京都〜日光570キロを9日間で走った話(その5)
「王将だ!」
奇跡のような虹の後には、やはり奇跡のような店が現れるものです。その日の夜の食事を物色していた私の眼前に突如現れた王将の黄色いネオンを目の当たりにした私は、思わずベートーヴェンの歓喜の歌を口ずさまずにはいられませんでした。
「おお友よ!このようなコンビニ弁当ではない。もっと心地よい夕飯を楽しもうではないか!」
王将ではニラレバ炒め定食と決めている私は迷うことはありません。さっそく店に入ったところ幸い店内は貸切状態。大量の焼きレバーがどっさり入ったニラレバ炒め定食780円をゆっくり楽しんだ後、宿についていつものルーチンをこなして就寝。翌朝7時にホテルを出発して、その日の目的地である中津川へと向かいます。
その日は一日中晴れ予報。木曽川の気持ちの良い川沿いを走行し、伏見宿を通過すると今日のメインの山岳ルートに入ります。山道に入る前のコンビニでアイスと麦茶とピーナッツを調達し、いざ30キロの山道へ。
木曽路はすべて山の中である、とはよく言ったもので、この中津川へ向かう旧中山道は非常にアップダウンが多い昔ながらの道。風情は大変あるのですが、昔と違って茶屋も無く宿場町にコンビニもなく、自販機すら無い10キロの道のりは非常に辛いです。しかも暑い!
昨日のあの雨と足して2で割ってくれれば丁度よいのにと思う間もなく、無慈悲にも太陽光線はさんざんと照りつけてきます。しかも至るところに熊注意などと書かれています。注意と言われてもこんな疲れていてはあっという間に熊の餌になるだろうに。

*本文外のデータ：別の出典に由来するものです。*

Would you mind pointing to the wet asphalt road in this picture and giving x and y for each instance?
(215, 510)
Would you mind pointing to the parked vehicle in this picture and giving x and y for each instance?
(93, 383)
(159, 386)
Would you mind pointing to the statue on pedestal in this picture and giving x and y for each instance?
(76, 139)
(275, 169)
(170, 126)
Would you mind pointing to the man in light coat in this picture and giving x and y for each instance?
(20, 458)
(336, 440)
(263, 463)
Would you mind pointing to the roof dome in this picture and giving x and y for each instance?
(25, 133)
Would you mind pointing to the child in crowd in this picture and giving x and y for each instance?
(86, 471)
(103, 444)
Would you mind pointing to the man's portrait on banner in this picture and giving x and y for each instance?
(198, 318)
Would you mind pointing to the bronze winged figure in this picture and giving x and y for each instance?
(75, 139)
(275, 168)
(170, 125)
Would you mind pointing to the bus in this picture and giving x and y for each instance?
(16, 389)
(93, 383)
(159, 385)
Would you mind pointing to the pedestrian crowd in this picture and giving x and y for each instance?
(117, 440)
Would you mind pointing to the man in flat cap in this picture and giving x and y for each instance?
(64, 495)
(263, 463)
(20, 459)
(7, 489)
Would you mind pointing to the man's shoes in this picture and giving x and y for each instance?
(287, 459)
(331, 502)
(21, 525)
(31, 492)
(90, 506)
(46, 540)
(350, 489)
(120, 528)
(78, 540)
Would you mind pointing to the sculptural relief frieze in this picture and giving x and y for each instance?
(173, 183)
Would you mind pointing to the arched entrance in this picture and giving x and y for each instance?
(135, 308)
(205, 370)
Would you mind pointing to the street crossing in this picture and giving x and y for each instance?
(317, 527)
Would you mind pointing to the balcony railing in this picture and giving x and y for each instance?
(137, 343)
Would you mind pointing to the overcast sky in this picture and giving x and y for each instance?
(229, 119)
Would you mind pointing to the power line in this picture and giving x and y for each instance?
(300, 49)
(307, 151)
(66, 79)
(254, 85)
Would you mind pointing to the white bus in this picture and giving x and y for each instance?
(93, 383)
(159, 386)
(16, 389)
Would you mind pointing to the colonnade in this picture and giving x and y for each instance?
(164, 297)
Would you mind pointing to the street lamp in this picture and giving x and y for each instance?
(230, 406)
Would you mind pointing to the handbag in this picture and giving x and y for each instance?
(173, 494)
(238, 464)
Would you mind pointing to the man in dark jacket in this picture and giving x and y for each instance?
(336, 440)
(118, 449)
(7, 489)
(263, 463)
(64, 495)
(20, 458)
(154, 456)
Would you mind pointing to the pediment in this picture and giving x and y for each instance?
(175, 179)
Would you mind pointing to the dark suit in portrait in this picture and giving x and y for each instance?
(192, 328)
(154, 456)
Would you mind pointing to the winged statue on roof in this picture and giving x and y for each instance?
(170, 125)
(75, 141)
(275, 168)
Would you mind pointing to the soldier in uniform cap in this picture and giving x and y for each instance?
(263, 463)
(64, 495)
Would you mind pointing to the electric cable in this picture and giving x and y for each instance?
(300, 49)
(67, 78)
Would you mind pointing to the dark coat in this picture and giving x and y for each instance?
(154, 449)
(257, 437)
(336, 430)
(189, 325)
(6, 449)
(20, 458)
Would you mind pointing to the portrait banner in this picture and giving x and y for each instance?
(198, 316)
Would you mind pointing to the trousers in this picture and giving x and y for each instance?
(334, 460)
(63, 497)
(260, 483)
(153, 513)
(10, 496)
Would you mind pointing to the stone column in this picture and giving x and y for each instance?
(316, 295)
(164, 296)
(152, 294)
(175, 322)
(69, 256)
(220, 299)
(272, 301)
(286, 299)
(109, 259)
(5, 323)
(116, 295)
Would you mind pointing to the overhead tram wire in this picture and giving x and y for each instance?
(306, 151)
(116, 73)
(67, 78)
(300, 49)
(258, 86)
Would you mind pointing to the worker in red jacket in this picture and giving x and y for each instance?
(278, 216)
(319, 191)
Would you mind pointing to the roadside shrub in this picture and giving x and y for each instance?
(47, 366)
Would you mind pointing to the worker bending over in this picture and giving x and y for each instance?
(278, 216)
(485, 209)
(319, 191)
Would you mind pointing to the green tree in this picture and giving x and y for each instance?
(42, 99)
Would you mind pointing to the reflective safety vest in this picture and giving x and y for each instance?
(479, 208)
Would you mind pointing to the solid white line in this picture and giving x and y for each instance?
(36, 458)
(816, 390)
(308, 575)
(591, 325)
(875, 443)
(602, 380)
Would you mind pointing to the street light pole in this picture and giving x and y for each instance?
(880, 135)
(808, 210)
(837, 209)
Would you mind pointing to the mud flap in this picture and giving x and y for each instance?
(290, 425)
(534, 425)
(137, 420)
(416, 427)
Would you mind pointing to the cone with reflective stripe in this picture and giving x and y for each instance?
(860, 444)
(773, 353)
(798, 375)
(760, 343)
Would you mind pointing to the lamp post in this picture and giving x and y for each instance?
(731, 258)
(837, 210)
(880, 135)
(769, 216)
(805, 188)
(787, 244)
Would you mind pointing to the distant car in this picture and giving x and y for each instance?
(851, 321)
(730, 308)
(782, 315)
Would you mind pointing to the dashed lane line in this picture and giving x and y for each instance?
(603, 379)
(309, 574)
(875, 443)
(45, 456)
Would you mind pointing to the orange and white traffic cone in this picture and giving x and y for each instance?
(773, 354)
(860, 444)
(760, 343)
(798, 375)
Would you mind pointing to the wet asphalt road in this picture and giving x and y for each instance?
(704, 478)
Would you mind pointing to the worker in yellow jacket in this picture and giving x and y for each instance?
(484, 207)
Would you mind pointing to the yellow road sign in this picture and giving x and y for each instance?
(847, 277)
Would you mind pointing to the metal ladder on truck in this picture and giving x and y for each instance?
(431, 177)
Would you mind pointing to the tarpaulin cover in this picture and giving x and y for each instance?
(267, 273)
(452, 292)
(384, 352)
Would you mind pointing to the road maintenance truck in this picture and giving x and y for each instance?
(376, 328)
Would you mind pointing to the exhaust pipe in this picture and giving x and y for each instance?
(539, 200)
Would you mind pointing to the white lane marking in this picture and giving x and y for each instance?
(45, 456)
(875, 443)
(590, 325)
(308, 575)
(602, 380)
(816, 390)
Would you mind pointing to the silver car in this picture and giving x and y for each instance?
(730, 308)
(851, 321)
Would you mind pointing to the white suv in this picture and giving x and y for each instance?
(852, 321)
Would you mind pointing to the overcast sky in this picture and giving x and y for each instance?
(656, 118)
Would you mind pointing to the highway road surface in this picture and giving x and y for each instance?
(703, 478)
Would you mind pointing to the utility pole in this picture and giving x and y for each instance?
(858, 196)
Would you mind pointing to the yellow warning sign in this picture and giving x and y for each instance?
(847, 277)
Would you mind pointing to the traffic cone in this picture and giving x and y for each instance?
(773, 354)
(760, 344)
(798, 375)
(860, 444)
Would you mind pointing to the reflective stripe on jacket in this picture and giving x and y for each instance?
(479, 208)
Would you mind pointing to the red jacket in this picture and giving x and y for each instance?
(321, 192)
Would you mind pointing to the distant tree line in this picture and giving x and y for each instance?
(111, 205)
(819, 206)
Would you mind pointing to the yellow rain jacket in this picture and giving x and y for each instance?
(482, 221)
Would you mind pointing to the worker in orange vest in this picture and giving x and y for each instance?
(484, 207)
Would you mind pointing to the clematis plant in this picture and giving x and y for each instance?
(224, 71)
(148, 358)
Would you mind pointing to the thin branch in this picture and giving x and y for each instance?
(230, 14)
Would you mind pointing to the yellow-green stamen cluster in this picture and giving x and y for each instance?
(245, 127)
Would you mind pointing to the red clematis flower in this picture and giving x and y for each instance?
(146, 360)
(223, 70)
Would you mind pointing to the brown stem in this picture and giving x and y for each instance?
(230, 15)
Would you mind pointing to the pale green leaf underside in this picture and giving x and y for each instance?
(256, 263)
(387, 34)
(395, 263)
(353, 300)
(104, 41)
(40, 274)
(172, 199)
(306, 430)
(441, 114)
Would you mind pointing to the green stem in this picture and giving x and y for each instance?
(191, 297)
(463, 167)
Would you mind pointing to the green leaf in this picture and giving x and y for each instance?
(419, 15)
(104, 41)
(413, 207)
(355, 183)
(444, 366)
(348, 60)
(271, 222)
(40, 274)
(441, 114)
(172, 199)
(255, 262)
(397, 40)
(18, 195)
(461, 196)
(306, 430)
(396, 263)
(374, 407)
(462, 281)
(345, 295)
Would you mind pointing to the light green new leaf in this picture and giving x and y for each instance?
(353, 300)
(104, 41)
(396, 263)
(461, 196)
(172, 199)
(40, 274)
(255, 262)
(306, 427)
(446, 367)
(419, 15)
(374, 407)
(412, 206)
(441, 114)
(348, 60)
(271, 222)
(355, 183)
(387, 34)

重い足を引きずりながらなんとか恵那の町を越えた頃には日もとっぷりと暮れ、夜10時ごろようやく今日の目的地中津川の街の灯が見えてきました。
「よし、ここまで来るとホテルまであと1キロだ」と喜んだのもつかの間。私の眼前に以下のような無慈悲な文言の看板が飛び込んできました。
「この先、工事中に付き通れません。」
!?
見ると、通るべき道に厳重にバリケードが張り巡らされており、ネズミ一匹通れないようになっています。迂回しようにもあたりは真っ暗で全く様子がわからず。「奈落の底に突き落とされた」という言葉がこれほど合致する状況を私は未だかつて経験したことがありません。
しかし、こうした予期せぬ障害など些細なことなのかもしれません。思えば高性能のシューズもスマホも何もない時代に、例幣使たちは500キロもの道のりを歩んだのです。それに比べれば現代の我々はどれだけ恵まれていることでしょうか。
どこまでも深い闇の中、スマホの地図を頼りになんとか回り道を探し当て、足を引きずりながらホテルへ着いたのは夜10時半頃でした。
おそらく日焼けの影響か、右足ふくらはぎにできた巨大な水ぶくれをゼッケンの針で潰し、コンビニ弁当の食事と充電と洗濯だけして風呂も入らずその日は寝ました。疲れたときにはとにかく寝るに限ります。